Thursday, March 24, 2011

A New Season

When I left for Paraguay, it was Winter here. I arrived there and it was Summer and about 120 degrees. We had hot temperatures about half the time I was there. Then came Fall and Winter. When I arrived home in July, Summer again. I missed Spring. My body had to adjust to the change in weather and also to the missing of Spring. I believe each season affects our body differently. Seasons are a great design of God and there is reason for each one. My body was so ready for Spring this year! Everything feels newer, fresher, healthier.

This last season I walked through was not my best. But I have to believe there is purpose in everything. It was a season of what seemed like purposeless living, much sickness, and no writing at all.

Not only was my body ready for a new season, my spirit was as well. I'm sure God is always working things together that we have no idea of. These past several weeks I've actually been able to watch as doors have been opened and others have been closed. The closing of doors hurts. Not that we believe it's the best place for us but sometimes it's the comfortable or easy place for us. All things are becoming new. Even things that may not seem significant to others. A new haircut, new glasses, a new perspective, a new church, a new job, and soon to be a new residence.

That last one, a new residence, is currently in the process stage. It's something I know is a necessity for growth. I don't do well with change, even good changes. But I'm learning. Learning how to trust. Learning that my plans are not always best. Learning that new and different should not equal fear and worry.

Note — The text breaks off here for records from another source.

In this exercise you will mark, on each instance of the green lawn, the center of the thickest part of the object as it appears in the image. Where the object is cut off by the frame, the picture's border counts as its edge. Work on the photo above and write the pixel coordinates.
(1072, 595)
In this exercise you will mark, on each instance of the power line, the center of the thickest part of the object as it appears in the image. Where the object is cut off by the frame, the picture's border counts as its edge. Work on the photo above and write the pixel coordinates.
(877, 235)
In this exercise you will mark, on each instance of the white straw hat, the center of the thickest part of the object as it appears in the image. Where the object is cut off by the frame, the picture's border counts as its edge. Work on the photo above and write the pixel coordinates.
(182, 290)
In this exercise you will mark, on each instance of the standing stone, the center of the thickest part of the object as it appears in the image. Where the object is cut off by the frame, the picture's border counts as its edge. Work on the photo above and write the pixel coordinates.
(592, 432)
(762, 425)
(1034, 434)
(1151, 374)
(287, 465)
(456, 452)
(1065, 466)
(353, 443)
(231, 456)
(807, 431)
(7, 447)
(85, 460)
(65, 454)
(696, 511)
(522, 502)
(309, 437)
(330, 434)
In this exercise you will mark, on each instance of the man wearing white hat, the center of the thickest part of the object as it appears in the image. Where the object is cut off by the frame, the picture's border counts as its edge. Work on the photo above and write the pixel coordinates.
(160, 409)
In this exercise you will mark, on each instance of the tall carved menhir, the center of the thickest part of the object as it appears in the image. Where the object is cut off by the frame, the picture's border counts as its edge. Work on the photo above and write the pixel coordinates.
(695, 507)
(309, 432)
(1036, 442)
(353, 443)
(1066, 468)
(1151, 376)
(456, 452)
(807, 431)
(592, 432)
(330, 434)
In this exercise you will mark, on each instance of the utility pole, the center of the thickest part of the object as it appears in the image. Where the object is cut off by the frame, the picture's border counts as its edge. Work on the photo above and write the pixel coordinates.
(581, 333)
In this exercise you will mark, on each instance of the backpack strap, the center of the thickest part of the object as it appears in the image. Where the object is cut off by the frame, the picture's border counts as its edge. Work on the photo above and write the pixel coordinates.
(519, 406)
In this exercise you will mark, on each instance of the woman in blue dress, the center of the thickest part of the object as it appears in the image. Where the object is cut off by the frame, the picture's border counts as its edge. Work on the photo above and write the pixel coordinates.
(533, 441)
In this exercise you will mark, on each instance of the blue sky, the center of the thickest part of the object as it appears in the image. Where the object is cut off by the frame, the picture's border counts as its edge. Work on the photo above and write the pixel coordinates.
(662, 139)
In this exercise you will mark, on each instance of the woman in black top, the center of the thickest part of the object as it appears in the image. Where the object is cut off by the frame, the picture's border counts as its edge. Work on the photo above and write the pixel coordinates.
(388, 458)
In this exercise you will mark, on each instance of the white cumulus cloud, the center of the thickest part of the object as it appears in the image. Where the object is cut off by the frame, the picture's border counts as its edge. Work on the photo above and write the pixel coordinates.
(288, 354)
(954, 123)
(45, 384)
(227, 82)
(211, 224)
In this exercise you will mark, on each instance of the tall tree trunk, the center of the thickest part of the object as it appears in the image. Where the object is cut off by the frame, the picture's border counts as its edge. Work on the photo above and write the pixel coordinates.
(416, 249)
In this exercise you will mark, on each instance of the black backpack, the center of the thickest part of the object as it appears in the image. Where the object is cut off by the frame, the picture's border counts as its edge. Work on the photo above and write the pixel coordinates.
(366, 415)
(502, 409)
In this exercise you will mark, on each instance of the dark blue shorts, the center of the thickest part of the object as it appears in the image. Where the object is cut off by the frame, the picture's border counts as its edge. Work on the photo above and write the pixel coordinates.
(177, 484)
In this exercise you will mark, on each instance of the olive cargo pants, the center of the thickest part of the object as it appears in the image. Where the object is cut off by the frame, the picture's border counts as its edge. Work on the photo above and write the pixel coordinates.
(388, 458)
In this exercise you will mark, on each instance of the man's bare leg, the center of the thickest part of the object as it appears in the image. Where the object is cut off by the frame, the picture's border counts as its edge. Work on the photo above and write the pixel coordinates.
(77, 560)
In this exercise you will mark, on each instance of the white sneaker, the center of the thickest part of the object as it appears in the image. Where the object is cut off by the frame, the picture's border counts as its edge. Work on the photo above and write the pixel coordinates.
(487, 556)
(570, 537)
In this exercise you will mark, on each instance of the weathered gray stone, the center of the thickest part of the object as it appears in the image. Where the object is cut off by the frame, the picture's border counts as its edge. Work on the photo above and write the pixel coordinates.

The other night, while talking with my soon-to-be new roommate, we discussed how surreal it all seems. This is really happening. And we have to take the necessary steps. It's one thing to suddenly find yourself in a new season of life. It sometimes happens gradually and unconsciously. But when you have to actually take physical steps to move yourself from one season into the next, it's very overwhelming. That's when your trust in God is not only tested but it also grows.

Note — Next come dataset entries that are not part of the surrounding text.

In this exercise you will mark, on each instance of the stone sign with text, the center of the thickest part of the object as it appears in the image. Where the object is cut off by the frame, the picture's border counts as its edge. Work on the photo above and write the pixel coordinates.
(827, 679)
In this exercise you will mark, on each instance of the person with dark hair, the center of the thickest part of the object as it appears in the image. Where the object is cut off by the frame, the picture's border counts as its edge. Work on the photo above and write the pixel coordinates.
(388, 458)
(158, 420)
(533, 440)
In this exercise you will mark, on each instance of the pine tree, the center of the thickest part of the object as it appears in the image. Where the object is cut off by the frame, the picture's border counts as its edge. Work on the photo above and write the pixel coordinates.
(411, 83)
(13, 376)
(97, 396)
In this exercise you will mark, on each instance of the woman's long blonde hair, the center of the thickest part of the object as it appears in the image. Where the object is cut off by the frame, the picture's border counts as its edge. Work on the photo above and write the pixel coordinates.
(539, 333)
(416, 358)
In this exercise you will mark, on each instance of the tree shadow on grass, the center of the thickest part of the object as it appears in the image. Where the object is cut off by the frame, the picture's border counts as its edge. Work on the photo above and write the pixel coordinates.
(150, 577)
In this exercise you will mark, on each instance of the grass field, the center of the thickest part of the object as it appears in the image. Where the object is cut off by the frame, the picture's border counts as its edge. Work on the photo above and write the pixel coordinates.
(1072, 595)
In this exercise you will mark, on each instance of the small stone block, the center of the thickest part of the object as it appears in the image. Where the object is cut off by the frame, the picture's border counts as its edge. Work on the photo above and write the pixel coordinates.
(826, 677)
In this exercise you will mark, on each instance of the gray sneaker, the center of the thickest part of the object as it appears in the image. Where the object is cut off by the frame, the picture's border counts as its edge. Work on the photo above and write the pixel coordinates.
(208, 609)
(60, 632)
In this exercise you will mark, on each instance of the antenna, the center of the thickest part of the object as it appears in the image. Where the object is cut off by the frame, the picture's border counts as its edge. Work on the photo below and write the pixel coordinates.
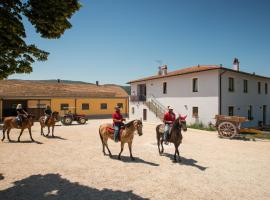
(160, 62)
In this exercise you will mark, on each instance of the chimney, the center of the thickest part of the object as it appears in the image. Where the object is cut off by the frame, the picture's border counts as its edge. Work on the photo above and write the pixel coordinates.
(165, 70)
(159, 71)
(236, 63)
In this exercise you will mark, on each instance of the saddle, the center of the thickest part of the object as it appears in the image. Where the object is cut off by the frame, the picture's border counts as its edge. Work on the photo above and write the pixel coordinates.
(110, 129)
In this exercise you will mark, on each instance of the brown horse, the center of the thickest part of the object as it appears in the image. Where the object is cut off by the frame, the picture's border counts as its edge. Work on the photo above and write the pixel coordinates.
(50, 123)
(126, 136)
(11, 122)
(175, 135)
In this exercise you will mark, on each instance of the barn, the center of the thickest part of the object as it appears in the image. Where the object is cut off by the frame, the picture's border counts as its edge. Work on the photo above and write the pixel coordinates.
(92, 100)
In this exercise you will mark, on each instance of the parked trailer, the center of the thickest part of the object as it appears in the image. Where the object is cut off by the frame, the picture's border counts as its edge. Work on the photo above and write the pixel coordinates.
(229, 126)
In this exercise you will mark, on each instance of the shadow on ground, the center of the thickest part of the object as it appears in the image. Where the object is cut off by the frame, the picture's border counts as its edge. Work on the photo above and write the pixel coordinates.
(54, 187)
(186, 161)
(1, 177)
(127, 159)
(24, 142)
(55, 137)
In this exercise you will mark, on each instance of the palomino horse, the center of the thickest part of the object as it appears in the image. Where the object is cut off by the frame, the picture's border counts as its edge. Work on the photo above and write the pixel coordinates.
(126, 136)
(50, 123)
(175, 135)
(11, 122)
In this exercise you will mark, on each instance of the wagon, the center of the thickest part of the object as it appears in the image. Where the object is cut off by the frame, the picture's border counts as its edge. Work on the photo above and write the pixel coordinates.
(229, 126)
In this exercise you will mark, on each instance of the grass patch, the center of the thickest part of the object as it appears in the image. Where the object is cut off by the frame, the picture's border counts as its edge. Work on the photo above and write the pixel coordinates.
(201, 126)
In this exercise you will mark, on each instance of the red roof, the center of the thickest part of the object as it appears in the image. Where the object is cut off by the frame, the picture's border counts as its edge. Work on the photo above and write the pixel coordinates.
(188, 70)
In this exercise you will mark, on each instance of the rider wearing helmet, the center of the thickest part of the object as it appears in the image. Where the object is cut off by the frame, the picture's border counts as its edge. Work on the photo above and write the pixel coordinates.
(168, 119)
(48, 113)
(117, 122)
(21, 114)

I read something the other night that really speaks to me about this last season: "He is the door. This was not about me checking off my to-do list of accomplishments, but about me drawing closer to Him. As that happened, He would open a door that no one could shut. The time in which I thought He was not moving was actually the time He was moving in my heart. As I kept His Word and proclaimed His name, He was preparing me to walk through the door." (from What Happens When Women Walk In Faith by Lysa TerKeurst)

Something else I wanted to share from the same book: "We need to learn that God has a plan and to trust His plan. In so doing, we'll find that we must leave our old identity behind...God has given us a new name, but sometimes we try to put our new name on our old identity. I had to learn to leave my wrong perceptions of myself and my bitterness from my past...He wanted to shine His grace, mercy, love, and redemption through my faults, failures, and frailties. He wanted to make me strong in His strength."

For any of you who are wondering where I'm moving to, I plan to move to Spring Hill. My church is there, my job is there. I feel strongly that is also where God wants my home to be.